Fourth, it is increasingly becoming evident that the tumor microenvironment does not only include tumor, immune, and stromal cells, but also diverse microbial entities including bacteria, fungi, and viruses (Poore et al., 2020). While earlier works identified tumor-associated microbiome predominantly in selected tumor types, recent studies suggest that tumor-associated microbiome might be present in most cancer types (Sr et al., 2020). Furthermore, microbial DNA from the tumor microenvironment could be detected alongside DNA from host tissues during unbiased total cfDNA sequencing from a liquid biopsy. Since different cancer tissue types have distinct microbial makeups (Sr et al., 2020), annotation of microbial DNA could provide additional clues about the potential sources of genetic material in blood. Indeed, it seems possible to correctly predict tumor types from microbial signatures in blood alone (Sr et al., 2020). Therefore, total DNA sequencing from blood can provide orthogonal metagenomic signatures characteristics of different cancer types, adding yet another line of evidence for the detection of the disease.

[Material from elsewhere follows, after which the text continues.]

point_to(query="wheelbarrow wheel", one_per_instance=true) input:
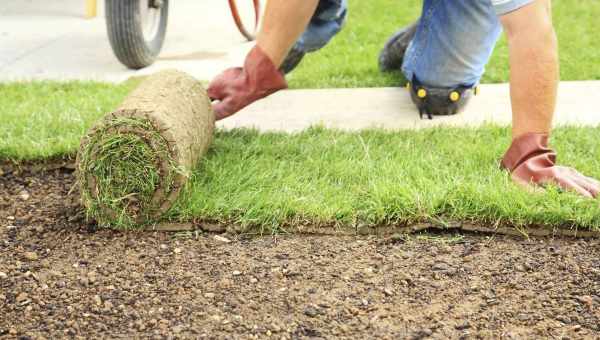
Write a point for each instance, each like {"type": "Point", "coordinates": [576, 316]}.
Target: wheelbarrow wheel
{"type": "Point", "coordinates": [247, 26]}
{"type": "Point", "coordinates": [136, 30]}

While the above attributes could be derived from the standard cfDNA sequencing, additional insights could be gained from profiling microRNA and DNA methylation states, and other biomarkers, which typically require dedicated assays. Taken together, in addition to the detection of oncogenic mutations the emerging molecular signatures in cfDNA sequencing (Figure 1) can provide multi-faceted insights into tumor etiology and disease status, and guide imaging or molecular marker-based targeted follow-ups and treatment options.

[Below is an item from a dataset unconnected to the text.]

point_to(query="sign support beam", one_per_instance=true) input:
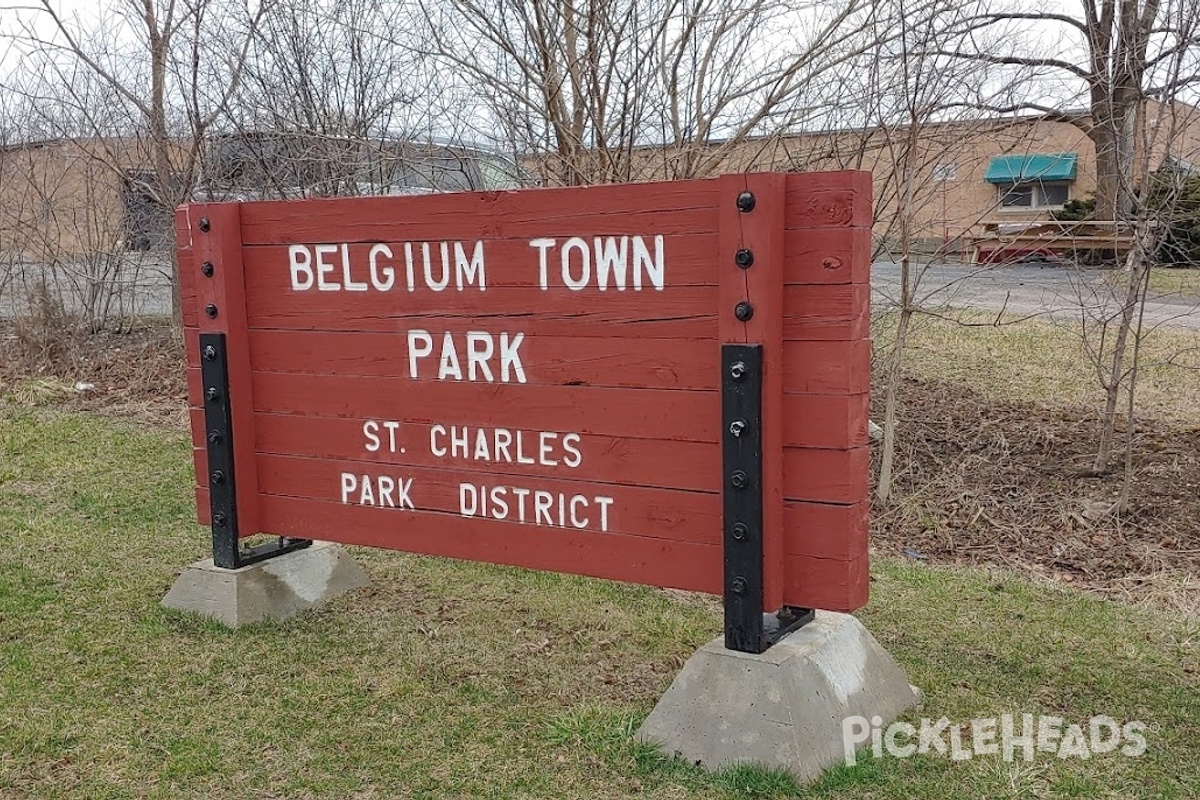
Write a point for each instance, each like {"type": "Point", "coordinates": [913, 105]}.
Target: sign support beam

A number of genomic approaches and computational methods have been developed for sensitive detection of somatic mutations and other molecular signatures from cfDNA sequencing. Recent developments have increased the yield and quality of cfDNA through a rational design (De, 2011), and it has been possible to isolate tumor-derived DNA from diverse types of body fluids including sputum, saliva, and urine to inform about cancer progression (Ignatiadis et al., 2021; Jj et al., 2020). In parallel, using specialized genomic and computational approaches it is now possible to detect somatic mutations at an ultra-low allele frequency (Mw et al., 2016; Sr et al., 2020). Moreover, integrative analysis of driver and passenger somatic mutations from cfDNA has been able to infer clonal and subclonal mutations, and also clonal architecture in the primary tumor for some patients (Abbosh et al., 2017)–which opens up the possibility of tracking clonal dynamics in vivo in real-time. Elegant computational analyses of cfDNA fragment patterns in patient samples have provided quantitative estimates of the likely tissue of origin of cfDNA (Schwarzenbach et al., 2011). More recently, Poore et al. used an innovative approach to identify cancer types based on microbial signatures in blood (Cc et al., 2020), which has significance for cancer diagnostics. Collectively, these and other advances provide a rich toolbox to track cancer progression non-invasively from blood, even at an early stage of the disease and recurrence.